Chief Justice John Marshall
Today’s Justice of the Day is: JOHN MARSHALL. Chief Justice Marshall was born on this day, September 24, in 1755.
Chief Justice Marshall was born in Prince William Country, Virginia, the state from which he would be appointed to the Supreme Court of the United States. He did not receive any formal university education, which was not at all uncommon for people for his era.
In 1775, Chief Justice Marshall began a one-year stint as a Minutemen lieutenant in Culpeper County (Virginia), after which he became a lieutenant with the Eleventh Virginia Regiment of the Continental Army. His service in the American Revolutionary War came to an end in 1780, and he entered private practice later that year, first in Fauquier County, Virginia (from then to 1783), and then in Richmond, Virginia (from 1783 to 1797). During his time as a private attorney in Richmond, Chief Justice Marshall also served as a Member of the Virginia House of Delegates (in 1782, from 1784 to 1785, and from 1787 to 1788) and the Virginia Council of State (from 1782 to 1784), a Recorder for the Richmond City Hustings Court (a predecessor to today’s Circuit Court of the City of Richmond, where he worked from 1785 to 1788), and a Delegate to the Virginia Convention to Ratify the United States Constitution (in 1788). Immediately after leaving private practice, he became the Minister to France on behalf of the United States Department of State, and remained in that position from 1797 to 1798, the year before he took office as a Member of the United States House of Representatives from his home state of Virginia. Chief Justice Marshall left the House upon becoming the Secretary of State in 1800, where he would remain until his appointment as Chief Justice of the United States.

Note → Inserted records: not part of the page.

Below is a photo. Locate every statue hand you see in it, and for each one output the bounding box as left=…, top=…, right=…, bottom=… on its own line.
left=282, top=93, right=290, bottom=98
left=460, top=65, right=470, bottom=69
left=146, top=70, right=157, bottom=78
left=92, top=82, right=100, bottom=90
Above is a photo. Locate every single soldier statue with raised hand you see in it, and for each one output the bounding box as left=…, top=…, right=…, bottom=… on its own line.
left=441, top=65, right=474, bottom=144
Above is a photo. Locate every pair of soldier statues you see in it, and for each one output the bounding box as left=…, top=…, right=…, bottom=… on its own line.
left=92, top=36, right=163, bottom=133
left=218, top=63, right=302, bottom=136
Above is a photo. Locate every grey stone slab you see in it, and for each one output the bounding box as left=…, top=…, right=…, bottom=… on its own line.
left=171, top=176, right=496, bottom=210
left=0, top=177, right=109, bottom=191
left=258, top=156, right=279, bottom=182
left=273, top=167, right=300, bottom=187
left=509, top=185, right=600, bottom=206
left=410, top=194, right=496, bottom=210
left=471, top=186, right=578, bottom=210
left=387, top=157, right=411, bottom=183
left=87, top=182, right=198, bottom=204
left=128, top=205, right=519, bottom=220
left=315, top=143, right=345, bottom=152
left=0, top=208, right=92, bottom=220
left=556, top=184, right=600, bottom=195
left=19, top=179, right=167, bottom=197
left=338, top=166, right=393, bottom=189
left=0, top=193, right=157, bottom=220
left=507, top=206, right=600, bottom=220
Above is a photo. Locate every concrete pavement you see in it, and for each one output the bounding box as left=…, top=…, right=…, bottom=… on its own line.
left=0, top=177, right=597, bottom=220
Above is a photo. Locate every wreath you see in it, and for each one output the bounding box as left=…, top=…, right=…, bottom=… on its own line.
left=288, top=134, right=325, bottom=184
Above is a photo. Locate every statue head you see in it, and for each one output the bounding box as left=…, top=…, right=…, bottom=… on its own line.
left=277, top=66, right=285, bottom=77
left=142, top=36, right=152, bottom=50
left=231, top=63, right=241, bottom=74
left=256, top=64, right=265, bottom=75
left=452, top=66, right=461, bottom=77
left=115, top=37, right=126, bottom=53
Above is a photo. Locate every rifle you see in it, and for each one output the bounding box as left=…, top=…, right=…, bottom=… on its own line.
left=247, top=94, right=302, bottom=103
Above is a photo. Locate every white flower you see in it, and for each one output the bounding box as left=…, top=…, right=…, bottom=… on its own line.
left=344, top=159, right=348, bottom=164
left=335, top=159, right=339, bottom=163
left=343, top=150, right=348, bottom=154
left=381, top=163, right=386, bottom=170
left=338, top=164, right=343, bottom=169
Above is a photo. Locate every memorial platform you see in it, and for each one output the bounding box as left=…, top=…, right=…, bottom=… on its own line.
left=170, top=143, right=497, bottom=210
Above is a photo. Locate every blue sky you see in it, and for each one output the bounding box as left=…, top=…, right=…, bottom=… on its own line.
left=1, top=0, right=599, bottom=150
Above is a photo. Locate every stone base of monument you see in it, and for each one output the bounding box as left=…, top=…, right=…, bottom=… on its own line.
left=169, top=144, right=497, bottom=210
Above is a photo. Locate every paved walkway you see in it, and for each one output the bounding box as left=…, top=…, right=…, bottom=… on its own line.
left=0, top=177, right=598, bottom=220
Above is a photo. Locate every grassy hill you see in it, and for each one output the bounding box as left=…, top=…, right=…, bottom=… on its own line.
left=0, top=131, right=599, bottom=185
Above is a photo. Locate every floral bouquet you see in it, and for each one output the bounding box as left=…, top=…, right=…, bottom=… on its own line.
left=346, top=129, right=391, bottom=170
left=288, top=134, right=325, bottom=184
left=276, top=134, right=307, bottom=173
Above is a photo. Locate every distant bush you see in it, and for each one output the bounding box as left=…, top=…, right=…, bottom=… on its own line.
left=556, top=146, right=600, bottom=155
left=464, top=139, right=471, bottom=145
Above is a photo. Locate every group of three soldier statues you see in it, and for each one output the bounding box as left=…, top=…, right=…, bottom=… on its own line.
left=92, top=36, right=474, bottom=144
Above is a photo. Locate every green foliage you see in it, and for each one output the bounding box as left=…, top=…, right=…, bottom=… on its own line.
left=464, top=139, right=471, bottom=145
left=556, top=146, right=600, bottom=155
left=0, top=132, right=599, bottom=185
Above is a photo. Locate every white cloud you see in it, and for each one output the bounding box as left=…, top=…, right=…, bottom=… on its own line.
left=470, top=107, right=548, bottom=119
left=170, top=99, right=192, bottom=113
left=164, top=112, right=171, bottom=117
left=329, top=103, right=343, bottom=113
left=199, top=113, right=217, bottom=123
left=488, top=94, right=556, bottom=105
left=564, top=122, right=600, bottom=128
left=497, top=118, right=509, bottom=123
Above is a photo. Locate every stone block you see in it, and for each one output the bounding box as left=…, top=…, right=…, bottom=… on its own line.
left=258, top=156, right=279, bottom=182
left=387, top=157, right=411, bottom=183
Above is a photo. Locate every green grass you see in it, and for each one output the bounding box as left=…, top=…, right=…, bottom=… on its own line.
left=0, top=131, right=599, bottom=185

Chief Justice Marshall was nominated by President John Adams on January 20, 1801, to a seat vacated by Chief Justice Oliver Ellsworth. He was confirmed by the United States Senate on January 27, and received his commission on January 31. Chief Justice Marshall took the Judicial Oath to officially join the SCUS on February 4, and his service was terminated on July 6, 1835 (his is the fourth longest tenure of any Member of the SCUS), due to his death.
Chief Justice Marshall might well be the single most important Member of the SCUS in the Court’s history. It is from his early decisions, like Marbury v. Madison (1803) and McCulloch v. Maryland (1819), that the SCUS draws its legitimacy as an institution and derives its power to call upon the other branches and departments of government to listen to its judgments. Additionally, Chief Justice Marshall’s opinions served to more clearly define the scope of the Federal government’s authority, establishing its inherent supremacy over the states. Without these early decisions, the SCUS might well have never been able to gain and maintain the power to decide a great many of the tens of thousands of cases that have followed. In light of all that Chief Justice Marshall did for the early Republic, one can totally understand why President Adams once said: "My gift of John Marshall to the people of the United States was the proudest act of my life.”